In a move that has sent shockwaves through the geriatric corridors of Whitehall, the Indian state of Gujarat has unveiled a policy so radical, so eyebrow-raisingly sensible, that it has left British social care reformers choking on their lukewarm tea and stale biscuits. The policy, with the unwieldy but heartwarming moniker 'No Senior Citizen Left Alone', promises to ensure that no elderly person in Gujarat will suffer the indignity of solitary decrepitude. It is a concept so alien to the British psyche that it may as well be a dispatch from the planet Zog.
Let us paint a picture. In Gujarat, the government has mandated that every senior citizen living alone must be registered, checked upon, and provided with a support network. Think of it as a sort of state-sanctioned neighbourhood watch for the grey-haired set. Community volunteers, local bodies, and even the police are roped in to ensure that the elderly are not forgotten, neglected, or left to fossilise in front of a blaring telly. It is, dare I say it, a policy that treats the elderly as human beings rather than inconvenient billboards for the grim reaper.
Now, cast your rheumy eyes across the British Isles, where the social care system is less a system and more a sadistic game of Jenga played by ministers with the attention spans of goldfish. Here, the elderly are shunted between underfunded local authorities, their care packages slashed like a discount sale at a bankrupt butcher's. The concept of 'no one left alone' is as foreign as a decent pint in a Wetherspoons. Instead, we have the 'dementia tax', a policy so elegantly cruel that it was abandoned faster than a Tory leadership promise.

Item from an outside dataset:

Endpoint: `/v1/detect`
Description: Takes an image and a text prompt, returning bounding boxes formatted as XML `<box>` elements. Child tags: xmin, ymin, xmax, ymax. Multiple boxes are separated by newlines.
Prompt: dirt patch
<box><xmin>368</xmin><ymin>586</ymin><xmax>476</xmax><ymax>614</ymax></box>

The irony is enough to make a satirist weep into his G&T. India, a country often caricatured in the British imagination as a chaotic jumble of cows and call centres, has implemented a policy that puts our own cobbled-together, crumbling care system to shame. Gujarat's policy is not just about logistics; it is a philosophical statement. It says that society is judged by how it treats its oldest members. In Britain, we judge by how quickly we can shuffle them out of sight into care homes that resemble budget hotels in purgatory.

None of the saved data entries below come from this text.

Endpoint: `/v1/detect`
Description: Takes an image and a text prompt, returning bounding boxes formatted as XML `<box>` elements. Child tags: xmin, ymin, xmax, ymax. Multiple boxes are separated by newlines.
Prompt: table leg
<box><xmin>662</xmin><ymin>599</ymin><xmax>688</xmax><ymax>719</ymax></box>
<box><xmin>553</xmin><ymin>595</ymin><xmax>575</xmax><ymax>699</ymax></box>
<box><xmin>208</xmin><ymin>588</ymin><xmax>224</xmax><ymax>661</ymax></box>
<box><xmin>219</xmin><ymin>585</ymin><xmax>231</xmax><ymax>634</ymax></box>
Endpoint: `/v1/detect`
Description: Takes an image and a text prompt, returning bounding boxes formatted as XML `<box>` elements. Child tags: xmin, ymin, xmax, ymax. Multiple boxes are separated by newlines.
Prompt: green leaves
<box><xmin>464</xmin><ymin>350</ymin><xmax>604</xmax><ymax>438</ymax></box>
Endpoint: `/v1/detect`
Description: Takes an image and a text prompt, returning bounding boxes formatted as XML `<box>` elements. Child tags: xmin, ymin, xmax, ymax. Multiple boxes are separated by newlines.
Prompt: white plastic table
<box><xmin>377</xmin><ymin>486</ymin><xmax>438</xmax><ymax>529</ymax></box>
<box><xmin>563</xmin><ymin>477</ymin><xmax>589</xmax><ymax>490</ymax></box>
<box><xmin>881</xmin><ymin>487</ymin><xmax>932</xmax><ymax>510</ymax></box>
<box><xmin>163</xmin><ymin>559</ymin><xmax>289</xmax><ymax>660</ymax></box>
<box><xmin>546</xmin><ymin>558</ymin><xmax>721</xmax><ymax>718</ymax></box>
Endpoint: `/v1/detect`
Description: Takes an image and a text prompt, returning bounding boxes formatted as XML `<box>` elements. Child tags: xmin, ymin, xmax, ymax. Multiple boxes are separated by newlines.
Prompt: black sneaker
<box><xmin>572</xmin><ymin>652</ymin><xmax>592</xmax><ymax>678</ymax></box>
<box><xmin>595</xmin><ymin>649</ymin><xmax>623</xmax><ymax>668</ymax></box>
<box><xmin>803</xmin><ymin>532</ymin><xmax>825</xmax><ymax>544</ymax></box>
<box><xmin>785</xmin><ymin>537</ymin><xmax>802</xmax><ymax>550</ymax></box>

Of course, the cynics will pipe up about implementation, funding, and the usual dreary bureaucratic caveats. But let us not allow pedantry to ruin a good story. The fact remains that Gujarat has dared to dream of a society where the elderly are not an afterthought. It is a policy that should be plastered on billboards outside every NHS trust and local council office in this sceptred isle.

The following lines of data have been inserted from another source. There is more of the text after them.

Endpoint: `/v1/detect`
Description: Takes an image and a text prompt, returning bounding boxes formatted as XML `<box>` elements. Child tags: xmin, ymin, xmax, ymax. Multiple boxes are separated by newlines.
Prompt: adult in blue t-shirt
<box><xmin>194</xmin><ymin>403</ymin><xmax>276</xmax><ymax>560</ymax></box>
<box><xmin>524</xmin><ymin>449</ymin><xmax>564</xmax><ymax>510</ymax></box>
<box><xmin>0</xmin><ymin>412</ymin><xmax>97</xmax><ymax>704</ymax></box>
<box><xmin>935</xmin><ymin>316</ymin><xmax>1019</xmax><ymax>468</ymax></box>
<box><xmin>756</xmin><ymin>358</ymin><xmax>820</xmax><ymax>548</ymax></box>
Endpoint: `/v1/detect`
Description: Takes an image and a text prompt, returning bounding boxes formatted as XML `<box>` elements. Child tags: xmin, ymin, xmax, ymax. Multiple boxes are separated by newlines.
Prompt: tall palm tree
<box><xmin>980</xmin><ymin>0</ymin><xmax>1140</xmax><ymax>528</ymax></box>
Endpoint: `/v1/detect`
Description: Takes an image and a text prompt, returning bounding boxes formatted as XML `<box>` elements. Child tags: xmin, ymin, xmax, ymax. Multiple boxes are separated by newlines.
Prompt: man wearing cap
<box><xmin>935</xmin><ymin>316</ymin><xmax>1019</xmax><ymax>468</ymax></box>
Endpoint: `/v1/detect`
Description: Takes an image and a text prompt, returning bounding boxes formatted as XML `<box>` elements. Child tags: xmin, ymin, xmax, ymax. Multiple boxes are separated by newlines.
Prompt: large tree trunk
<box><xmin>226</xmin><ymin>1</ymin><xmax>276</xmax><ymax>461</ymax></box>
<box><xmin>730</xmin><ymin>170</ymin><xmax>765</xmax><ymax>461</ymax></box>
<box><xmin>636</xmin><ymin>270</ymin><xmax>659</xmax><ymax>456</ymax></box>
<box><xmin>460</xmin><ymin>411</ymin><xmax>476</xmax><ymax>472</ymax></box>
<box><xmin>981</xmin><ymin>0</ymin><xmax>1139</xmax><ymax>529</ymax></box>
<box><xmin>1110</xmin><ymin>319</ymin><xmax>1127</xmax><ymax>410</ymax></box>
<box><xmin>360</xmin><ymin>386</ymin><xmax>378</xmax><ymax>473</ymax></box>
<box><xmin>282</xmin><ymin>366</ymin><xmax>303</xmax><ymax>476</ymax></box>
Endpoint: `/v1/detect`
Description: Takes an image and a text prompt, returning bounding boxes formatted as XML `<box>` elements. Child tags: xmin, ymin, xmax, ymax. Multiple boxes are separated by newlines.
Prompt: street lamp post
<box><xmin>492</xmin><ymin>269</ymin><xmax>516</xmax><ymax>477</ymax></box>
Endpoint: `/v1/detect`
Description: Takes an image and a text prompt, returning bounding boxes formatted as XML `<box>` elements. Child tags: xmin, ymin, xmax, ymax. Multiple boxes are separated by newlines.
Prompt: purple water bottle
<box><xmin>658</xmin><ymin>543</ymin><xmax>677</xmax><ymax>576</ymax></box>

So, to the British social care reformers who have been banging their heads against the Whitehall wall for decades: take note. Take a deep breath, pour yourself a stiff drink, and look to the East. If a state in India can legislate for companionship and basic human decency, then surely we can stop faffing about with commissions and consultations and actually do something. Unless, of course, we prefer the current system, where the elderly are left to rot in splendid isolation. In which case, carry on. The gin is on the house.